Immortal Technique on Obama’s Second Term; Role of Hip-Hop [Interview]
During the Great Depression, folk singers like Woody Guthrie gave voice to the voiceless and used music as an appeal for social justice. In today's music scene, the closest thing to a champion for the common man may very well be rapper Felipe Andres Coronel, a.k.a. Immortal Technique.
Immortal Technique came to America to escape a violent civil war in his native Peru, rising to prominence in the underground hip-hop scene through rap battles and connecting with inner-city frustrations about the presidency of George W. Bush. His brand of conscious hip-hop, less like the bombastic manifestos of Public Enemy or the stylish anthems of dead prez, uses cultivated word play to take an introspective, haunting journey into the underside of America.
With a new DVD out about a life that has taken him from state prison to opening an orphanage in Afghanistan, and his fifth album The Middle Passage due out over the summer, this seemed the perfect time to catch up with him about the issues of the day.
What’s been firing you up lately?
The second inauguration of President Obama has caused the nation to glaze over a few things that have been happening. I think that we shouldn’t forget that just because we elected a progressive individual, we can’t hold him to a standard.
I saw that you paid attention to the Senate confirmation hearing with Chuck Hagel, where there seemed to be revisionist history from some of the senators regarding the Iraq War. What was your reaction to that version of events in Iraq?
When I saw him being talked to about the surge…it wasn’t just the mass mobilization of troops, but the amount of funding we had to provide for mercenary groups and militias. But we don’t like to talk about that because it sounds like bribery. We figured out which of the terrorists were the worst, and which were the best, and then made a deal with the people we could make a deal with.
On tour you visited Occupy camps across the country; what happened to that movement?
Occupy didn’t disappear, it fractured. There are splinter cells everywhere. I did an event with Occupy Sandy to raise money for victims of Hurricane Sandy. These were people from Zuccotti Park, now on the ground in Queens trying to help people who were destitute, living in Third World conditions. This was not in Haiti, this was in Rockaway.
Will a piece of legislation be enough to take down gun violence?
You’re not going to get rid of guns in this country. It makes people feel safe. We’re still a young race of people. Since 1776, our country has only known about 25 years of real peace, all those other times we’ve been at war somewhere. The mythology has been built up that we’re Camelot, that we’re the good guys. That’s why it’s so shocking when we torture individuals, or was so shocking to limousine liberals—who are as removed from reality as racist conservatives—when they saw the Rodney King video.
When we look back at this moment in history, the presidency of Barack Obama during an economic crisis and time of great inequality, will it be looked at as a period of hard-fought victories like healthcare reform, or a tragic missed opportunity for structural reform?
I’m not sure. There will be elements of both.
A lot was made of Beyonce’s lip-sync at the inauguration, but Lupe Fiasco had his own moment that same week...

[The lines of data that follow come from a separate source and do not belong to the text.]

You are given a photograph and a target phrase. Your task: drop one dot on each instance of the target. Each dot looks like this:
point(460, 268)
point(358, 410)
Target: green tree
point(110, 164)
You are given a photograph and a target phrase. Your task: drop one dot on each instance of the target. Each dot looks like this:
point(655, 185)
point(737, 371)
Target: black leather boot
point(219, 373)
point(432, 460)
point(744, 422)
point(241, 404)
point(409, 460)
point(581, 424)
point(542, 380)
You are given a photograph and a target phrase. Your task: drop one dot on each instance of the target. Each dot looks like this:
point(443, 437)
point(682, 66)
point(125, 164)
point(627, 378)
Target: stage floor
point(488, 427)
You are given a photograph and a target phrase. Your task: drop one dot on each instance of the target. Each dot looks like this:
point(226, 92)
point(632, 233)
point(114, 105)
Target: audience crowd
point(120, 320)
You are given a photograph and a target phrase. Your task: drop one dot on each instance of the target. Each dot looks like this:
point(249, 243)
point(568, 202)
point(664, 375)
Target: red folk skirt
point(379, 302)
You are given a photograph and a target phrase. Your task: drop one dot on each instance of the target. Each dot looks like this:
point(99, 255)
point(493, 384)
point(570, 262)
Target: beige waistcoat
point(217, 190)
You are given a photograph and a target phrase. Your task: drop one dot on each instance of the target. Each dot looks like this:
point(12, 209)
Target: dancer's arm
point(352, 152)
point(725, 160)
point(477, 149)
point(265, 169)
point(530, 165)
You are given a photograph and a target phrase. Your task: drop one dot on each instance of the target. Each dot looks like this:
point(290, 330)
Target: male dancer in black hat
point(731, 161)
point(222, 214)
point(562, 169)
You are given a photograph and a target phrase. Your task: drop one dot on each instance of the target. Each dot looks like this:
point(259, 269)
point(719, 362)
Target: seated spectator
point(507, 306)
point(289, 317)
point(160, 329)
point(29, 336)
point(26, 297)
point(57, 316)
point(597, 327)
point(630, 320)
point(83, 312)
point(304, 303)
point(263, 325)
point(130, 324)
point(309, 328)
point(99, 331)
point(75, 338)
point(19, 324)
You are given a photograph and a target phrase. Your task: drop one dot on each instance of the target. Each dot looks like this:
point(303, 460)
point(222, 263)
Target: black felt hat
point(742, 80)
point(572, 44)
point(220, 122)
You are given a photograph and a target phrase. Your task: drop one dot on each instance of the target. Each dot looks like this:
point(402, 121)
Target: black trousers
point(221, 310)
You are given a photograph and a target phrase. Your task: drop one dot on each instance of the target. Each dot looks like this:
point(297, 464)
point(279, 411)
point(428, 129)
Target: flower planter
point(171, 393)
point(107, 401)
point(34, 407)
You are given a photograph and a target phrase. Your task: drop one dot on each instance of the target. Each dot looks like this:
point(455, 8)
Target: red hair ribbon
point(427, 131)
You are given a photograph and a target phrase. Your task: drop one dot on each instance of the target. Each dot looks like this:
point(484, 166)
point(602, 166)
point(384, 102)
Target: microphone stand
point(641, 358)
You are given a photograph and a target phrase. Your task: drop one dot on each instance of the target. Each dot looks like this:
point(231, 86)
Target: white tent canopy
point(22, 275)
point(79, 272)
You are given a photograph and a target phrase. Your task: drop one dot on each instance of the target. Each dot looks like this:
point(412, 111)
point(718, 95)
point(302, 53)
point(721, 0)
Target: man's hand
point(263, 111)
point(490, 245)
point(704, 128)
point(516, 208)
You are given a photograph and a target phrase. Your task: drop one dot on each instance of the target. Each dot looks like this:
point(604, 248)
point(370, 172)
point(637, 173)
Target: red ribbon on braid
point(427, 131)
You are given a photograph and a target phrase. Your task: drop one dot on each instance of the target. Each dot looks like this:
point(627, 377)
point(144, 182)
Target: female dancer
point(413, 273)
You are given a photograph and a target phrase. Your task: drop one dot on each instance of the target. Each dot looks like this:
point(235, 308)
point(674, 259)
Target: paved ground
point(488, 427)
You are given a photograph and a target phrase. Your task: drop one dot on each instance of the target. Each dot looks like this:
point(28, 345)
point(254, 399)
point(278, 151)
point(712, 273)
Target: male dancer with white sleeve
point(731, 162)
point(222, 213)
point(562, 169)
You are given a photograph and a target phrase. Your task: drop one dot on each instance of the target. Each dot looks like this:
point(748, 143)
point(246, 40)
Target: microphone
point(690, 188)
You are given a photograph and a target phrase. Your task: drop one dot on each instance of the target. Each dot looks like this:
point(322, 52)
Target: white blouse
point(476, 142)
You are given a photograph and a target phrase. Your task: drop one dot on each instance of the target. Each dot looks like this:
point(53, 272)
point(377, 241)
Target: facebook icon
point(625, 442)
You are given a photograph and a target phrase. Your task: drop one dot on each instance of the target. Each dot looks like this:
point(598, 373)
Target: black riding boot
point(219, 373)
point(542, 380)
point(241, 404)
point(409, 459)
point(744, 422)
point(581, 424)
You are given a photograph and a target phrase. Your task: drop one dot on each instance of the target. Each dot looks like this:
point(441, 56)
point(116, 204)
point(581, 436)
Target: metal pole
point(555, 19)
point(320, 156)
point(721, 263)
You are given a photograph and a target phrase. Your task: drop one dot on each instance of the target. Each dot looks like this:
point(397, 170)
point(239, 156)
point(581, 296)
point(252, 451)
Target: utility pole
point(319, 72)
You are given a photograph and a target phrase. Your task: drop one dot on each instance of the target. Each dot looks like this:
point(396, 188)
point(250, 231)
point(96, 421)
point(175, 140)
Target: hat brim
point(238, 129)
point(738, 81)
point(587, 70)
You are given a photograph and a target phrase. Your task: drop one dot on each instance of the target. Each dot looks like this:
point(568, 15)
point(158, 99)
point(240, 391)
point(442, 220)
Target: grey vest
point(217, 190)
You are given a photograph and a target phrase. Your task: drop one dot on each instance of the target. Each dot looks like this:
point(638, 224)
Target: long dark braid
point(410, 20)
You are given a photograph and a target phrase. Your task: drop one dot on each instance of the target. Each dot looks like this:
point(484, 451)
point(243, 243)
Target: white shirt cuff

Someone who was just not a very well educated individual about hip-hop booked him because he’s a black guy who argued with Bill O’Reilly, so let’s have him on stage. They didn’t take the time to realize that Mr. Fiasco has a lot of issues with the foreign and domestic polices of this country. And he articulates them very well. He had the balls to speak his mind.
Can hip-hop still be a powerful outlet for progressive change?
It can and it is, it’s like lightning. You can’t hold on to it for very long. You can try to control the economics of it, which people do, but you can’t own the culture.
How is The Middle Passage looking?
It’s coming. I’ve got production from Southpaw, from DJ Premier, and Ali Shaheed Muhammad from A Tribe Called Quest, and it’s shaping up to be a ruthless and brutal album. But there’s also a few songs that are self-reflective and very personal. We’re telling real stories.
Michael Cooper Jr. is a reporter for Campus Progress.